In a coaxial, straight cable, the central conductor and the outer conductor carry equal currents in opposite directions. Where the magnetic field will be zero?
(A). outside the cable
(B). inside the inner conductor
(C). inside the outer conductor
(D). in between the two conductors

Answer 1

Here we are using biot- savart law. And to calculate the magnetic field we are considering an ampere loop around the cable.

Complete step by step answer:
In a coaxial cable, there are two cables, one inside the other. The cable which lies inside is called the inner cable. The cable that covers the inner cable is known as outer cable.
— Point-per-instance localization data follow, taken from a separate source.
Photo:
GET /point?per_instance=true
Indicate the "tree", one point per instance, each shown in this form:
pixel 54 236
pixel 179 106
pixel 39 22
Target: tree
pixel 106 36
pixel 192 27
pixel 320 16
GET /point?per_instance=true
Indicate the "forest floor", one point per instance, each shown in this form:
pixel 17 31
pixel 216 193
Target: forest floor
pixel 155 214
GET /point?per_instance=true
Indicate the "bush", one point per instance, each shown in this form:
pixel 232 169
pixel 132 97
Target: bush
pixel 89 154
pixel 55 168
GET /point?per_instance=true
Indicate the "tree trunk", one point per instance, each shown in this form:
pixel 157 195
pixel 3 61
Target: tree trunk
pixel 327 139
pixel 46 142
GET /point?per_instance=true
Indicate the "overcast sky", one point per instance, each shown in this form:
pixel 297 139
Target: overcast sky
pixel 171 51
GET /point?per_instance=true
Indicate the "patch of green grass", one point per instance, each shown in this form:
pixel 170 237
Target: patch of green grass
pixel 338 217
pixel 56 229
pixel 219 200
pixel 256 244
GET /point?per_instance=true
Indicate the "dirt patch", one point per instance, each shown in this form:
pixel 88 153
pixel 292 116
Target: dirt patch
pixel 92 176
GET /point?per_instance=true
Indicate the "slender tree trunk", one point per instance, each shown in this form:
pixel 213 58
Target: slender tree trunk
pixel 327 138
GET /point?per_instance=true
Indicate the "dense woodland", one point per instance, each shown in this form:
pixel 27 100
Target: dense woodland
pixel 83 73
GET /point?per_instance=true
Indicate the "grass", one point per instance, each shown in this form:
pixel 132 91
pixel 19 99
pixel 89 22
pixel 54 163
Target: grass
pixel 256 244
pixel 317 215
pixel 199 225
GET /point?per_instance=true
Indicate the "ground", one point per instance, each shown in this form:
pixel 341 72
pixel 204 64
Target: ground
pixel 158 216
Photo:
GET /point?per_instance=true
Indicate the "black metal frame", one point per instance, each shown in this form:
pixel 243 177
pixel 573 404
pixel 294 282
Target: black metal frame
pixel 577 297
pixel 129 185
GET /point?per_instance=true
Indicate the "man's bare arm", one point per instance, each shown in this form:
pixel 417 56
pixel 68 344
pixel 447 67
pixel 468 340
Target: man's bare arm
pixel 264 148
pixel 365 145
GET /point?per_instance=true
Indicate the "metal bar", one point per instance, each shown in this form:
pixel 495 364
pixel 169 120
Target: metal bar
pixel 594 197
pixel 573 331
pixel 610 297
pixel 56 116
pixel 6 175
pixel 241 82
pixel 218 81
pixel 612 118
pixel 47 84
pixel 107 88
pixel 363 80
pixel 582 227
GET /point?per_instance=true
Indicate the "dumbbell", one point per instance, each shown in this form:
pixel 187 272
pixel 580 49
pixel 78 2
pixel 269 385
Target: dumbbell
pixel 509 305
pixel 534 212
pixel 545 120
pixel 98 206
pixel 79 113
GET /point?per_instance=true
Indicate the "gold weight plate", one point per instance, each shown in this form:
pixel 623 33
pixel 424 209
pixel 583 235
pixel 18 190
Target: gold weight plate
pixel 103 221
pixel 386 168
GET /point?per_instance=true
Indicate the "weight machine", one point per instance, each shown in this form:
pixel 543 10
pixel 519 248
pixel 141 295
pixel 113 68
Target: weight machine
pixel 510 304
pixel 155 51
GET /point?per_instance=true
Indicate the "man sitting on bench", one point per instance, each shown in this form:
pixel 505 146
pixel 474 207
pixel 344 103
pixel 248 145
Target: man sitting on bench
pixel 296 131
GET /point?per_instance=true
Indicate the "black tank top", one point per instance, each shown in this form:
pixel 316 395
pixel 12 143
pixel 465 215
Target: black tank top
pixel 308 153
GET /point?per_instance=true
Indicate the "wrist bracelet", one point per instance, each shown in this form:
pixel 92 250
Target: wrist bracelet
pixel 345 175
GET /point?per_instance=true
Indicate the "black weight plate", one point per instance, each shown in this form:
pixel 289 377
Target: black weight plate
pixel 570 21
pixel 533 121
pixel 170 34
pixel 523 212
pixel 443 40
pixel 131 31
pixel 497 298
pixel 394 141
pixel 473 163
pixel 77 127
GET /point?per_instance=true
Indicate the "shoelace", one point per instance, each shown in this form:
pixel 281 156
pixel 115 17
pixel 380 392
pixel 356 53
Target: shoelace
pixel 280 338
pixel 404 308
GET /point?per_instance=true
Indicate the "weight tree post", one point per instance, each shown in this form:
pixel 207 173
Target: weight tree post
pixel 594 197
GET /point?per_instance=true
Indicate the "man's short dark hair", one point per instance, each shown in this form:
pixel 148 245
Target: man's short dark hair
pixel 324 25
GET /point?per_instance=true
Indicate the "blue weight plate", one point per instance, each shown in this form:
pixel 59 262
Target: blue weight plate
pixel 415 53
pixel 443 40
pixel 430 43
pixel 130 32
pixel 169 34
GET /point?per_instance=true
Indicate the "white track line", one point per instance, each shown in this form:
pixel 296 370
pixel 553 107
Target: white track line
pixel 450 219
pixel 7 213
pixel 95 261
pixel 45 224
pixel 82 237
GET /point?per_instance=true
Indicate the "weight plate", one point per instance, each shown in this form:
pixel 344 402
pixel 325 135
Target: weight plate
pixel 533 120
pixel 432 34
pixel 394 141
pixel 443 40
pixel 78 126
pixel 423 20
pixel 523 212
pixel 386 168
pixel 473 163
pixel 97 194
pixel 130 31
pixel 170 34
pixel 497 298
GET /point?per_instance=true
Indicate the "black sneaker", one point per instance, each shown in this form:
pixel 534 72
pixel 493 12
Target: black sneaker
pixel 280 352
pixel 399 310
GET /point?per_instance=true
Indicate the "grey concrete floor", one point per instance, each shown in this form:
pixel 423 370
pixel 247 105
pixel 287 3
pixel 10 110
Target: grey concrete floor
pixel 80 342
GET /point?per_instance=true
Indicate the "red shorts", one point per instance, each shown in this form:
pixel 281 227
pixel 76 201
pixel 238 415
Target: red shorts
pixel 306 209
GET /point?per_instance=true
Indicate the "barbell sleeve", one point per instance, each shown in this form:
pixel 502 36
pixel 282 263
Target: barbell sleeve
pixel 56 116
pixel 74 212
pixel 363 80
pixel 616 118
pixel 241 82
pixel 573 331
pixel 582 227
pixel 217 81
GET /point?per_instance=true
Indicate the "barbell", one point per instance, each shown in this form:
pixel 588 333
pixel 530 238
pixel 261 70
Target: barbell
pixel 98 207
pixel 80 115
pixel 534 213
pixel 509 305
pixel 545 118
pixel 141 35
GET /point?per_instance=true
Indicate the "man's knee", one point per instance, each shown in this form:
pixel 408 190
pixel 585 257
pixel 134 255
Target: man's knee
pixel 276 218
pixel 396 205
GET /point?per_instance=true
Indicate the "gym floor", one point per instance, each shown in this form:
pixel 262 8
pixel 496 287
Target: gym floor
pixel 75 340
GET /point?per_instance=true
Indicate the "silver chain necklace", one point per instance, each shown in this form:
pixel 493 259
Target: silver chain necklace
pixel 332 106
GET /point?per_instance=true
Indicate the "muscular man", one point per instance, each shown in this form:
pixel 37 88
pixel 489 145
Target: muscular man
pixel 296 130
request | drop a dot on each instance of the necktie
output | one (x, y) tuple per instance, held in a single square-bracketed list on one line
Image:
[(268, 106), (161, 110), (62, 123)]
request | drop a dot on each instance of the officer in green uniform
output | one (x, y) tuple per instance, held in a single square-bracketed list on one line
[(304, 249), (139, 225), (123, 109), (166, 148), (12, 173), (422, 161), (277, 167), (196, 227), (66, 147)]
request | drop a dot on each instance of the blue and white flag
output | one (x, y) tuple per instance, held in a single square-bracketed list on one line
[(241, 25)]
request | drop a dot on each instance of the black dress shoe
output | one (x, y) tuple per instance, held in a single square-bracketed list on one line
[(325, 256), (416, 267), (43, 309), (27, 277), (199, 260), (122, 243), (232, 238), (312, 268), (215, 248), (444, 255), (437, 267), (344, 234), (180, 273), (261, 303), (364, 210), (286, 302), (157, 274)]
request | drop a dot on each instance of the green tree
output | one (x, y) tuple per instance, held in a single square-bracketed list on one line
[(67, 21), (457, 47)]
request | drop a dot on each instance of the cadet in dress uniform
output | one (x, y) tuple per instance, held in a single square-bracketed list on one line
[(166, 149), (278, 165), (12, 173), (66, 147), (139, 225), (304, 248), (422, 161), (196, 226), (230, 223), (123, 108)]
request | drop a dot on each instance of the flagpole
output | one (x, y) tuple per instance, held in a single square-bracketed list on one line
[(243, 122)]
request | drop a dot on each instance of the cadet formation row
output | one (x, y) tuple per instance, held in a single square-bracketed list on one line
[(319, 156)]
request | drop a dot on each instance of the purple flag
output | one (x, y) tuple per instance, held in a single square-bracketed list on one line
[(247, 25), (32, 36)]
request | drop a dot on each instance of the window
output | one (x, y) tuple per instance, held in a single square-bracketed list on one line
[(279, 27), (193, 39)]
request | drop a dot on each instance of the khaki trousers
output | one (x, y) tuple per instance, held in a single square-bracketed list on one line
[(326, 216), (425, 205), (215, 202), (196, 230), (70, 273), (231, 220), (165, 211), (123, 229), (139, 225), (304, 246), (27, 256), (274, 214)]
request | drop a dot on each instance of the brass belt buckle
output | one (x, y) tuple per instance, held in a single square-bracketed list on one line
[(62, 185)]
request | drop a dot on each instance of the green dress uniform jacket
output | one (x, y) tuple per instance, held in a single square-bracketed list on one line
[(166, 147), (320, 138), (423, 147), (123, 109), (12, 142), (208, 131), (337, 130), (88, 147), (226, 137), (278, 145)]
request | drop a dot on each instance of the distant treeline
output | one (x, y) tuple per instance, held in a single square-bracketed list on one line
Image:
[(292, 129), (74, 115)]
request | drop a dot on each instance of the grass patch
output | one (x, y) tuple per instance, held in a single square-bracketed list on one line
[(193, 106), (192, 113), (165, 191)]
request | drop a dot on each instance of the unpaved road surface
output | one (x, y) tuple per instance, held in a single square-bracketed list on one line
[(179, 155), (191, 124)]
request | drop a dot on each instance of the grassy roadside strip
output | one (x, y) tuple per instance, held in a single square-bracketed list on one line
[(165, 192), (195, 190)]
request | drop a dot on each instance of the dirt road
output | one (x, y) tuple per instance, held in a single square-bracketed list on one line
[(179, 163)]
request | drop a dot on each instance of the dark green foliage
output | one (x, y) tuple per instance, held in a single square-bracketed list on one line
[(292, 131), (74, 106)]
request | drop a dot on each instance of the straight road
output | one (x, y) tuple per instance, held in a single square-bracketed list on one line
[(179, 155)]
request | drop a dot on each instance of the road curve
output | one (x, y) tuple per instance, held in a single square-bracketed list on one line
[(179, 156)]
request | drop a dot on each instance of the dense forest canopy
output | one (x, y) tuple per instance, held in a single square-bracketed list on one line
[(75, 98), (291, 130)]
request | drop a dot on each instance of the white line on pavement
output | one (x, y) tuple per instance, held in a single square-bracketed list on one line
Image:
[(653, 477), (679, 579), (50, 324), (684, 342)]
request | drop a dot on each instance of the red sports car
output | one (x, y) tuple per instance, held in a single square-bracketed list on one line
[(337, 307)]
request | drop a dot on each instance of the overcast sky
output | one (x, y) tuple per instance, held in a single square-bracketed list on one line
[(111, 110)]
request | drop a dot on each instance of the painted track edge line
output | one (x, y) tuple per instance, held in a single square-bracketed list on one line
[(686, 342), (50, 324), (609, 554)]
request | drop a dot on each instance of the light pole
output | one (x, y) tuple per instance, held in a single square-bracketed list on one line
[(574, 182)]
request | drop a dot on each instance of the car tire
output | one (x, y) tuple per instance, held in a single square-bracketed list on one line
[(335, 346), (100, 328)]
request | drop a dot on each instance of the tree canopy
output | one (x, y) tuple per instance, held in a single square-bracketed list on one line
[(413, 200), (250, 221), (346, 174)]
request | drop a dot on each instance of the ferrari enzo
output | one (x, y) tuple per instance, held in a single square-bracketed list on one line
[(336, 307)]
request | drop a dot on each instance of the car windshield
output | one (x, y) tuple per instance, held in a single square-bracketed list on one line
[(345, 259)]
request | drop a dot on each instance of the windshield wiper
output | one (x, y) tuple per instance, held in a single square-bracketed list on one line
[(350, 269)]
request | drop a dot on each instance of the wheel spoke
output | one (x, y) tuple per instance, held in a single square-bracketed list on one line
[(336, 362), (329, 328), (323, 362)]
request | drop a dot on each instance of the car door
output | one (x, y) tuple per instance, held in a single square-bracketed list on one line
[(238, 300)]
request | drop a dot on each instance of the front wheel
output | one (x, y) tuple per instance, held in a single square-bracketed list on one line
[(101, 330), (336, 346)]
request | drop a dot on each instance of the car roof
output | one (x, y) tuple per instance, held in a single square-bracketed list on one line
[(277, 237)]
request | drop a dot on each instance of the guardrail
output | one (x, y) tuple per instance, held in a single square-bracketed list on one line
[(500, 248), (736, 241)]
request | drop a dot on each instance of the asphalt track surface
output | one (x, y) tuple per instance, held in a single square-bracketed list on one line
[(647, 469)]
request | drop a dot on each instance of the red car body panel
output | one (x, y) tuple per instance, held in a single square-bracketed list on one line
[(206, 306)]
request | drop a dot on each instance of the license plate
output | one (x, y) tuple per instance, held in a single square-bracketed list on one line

The currents through each coil, that is the inner coil and the outer coil will be in opposite directions. That is, in other words we can say that, if the current through the inner coil is along the upward direction, then the current through the outer coil will be along the downwards direction.

Now let us consider an ampere loop around the cable. And we know that the magnetic field in an ampere loop is calculated as, $\oint {B.dl}$. And its value is calculated as the product of magnetic permeability and the current enclosed. So let us calculate the magnetic field around the loop as,
$\oint {B.dl} = {\mu _0}i$
As the cable consists of current flowing in two opposite directions, we have,
$\oint {B.dl} = {\mu _0}\left( {i - i} \right)\\\ = 0$

That means in a coaxial cable the magnetic field is zero outside the cable.

And in the other cases like, inside the inner conductor, inside the outer conductor, and in between the two conductors, the magnetic field will be a constant as the applying current is the one that passes through the inner cable only.

Thus, the correct option is (A).

Note:
When there is current flowing through two opposite directions, they flow in such a manner to nullify the other. So if one of the current is flowing upwards and one along downward, then these two nullify each other.